Dans un monde de plus en plus peuplé, artificialisé, la création de parcs nationaux représente un modeste sacrifice. Un geste par lequel l’humanité montre qu’elle peut modérer son impact souvent destructeur sur la vie. Avec les barrages, le ski et les résidences secondaires, les Alpes suisses ont payé un large tribut à la croissance. La création de ce second parc – minuscule en regard des zones exploitées par l’homme – ne serait qu’un juste retour des choses.

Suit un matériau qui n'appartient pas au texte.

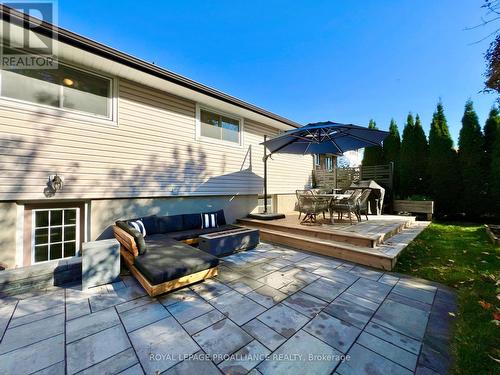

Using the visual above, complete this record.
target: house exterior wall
[0,80,311,201]
[0,74,312,268]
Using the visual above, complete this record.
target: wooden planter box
[393,200,434,220]
[485,225,500,246]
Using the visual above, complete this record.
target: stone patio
[0,244,456,375]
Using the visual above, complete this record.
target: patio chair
[331,189,362,225]
[295,190,328,223]
[356,189,372,221]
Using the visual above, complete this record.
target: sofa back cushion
[182,214,201,230]
[158,215,184,233]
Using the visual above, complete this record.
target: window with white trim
[199,108,241,144]
[0,51,113,119]
[31,208,80,263]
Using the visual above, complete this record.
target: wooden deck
[239,213,428,270]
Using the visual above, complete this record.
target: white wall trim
[15,204,24,267]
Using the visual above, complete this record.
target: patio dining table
[314,193,351,224]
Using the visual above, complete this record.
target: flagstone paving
[0,243,456,375]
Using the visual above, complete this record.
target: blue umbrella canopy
[262,121,389,155]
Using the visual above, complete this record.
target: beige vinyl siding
[0,80,312,200]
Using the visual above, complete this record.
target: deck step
[238,218,381,248]
[254,225,394,270]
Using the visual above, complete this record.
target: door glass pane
[64,241,76,257]
[200,110,221,139]
[35,228,49,245]
[35,211,49,227]
[64,209,76,225]
[50,243,62,260]
[50,227,62,243]
[64,227,76,241]
[35,245,49,262]
[60,66,111,117]
[50,210,62,226]
[222,116,240,143]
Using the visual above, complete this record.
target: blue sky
[58,0,496,142]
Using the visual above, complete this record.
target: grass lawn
[395,223,500,375]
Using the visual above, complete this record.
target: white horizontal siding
[0,81,311,200]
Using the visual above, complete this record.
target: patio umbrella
[261,121,389,215]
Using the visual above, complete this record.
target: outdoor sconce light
[49,173,64,193]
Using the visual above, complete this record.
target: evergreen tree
[413,114,429,195]
[399,113,415,199]
[383,119,401,194]
[484,107,500,208]
[428,102,460,215]
[399,113,428,198]
[361,120,384,166]
[458,100,485,217]
[488,131,500,217]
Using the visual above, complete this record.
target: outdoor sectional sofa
[113,210,238,296]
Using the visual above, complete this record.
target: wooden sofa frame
[113,225,218,297]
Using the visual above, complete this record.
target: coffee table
[198,227,260,257]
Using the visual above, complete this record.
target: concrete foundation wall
[90,195,257,240]
[0,202,17,268]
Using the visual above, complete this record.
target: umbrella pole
[264,135,267,214]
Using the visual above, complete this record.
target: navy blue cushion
[158,215,184,233]
[182,214,201,230]
[141,215,158,236]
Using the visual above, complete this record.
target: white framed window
[0,46,115,120]
[196,105,243,146]
[31,207,80,264]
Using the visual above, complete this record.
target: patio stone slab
[347,278,391,303]
[365,322,422,355]
[120,302,170,332]
[257,330,341,375]
[372,300,429,340]
[219,340,271,375]
[66,325,130,374]
[323,296,374,328]
[162,351,220,375]
[337,344,413,375]
[241,319,286,350]
[304,313,361,353]
[193,319,253,363]
[313,267,358,285]
[167,296,213,324]
[0,303,16,340]
[246,285,288,308]
[9,304,64,328]
[118,364,144,375]
[302,278,347,302]
[116,296,154,313]
[183,309,226,335]
[283,292,328,318]
[257,303,309,338]
[78,348,142,375]
[0,334,64,375]
[66,308,120,344]
[0,314,64,354]
[228,276,264,294]
[129,317,200,374]
[210,290,266,325]
[158,288,198,307]
[191,280,231,300]
[357,332,418,371]
[392,280,435,304]
[349,266,384,281]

Confier cette décision aux populations alpines, c’est reconnaître leur grandeur d’âme, leur capacité à se projeter au-delà d’intérêts strictement individuels ou locaux. Mais il y a un argument plus matérialiste. Le parc Adula est la meilleure chance des vallées concernées d’attirer de la prospérité, des visiteurs et des investissements. A l’inverse, son refus représenterait le plus sûr moyen de désertifier davantage ces régions, parmi les plus isolées de Suisse.

A terme, on peut même imaginer des projets semblables ressurgir en Suisse romande, où les résistances locales ont toujours empêché leur émergence. Pour cela, un «oui» au nouveau parc le 27 novembre est un préalable indispensable.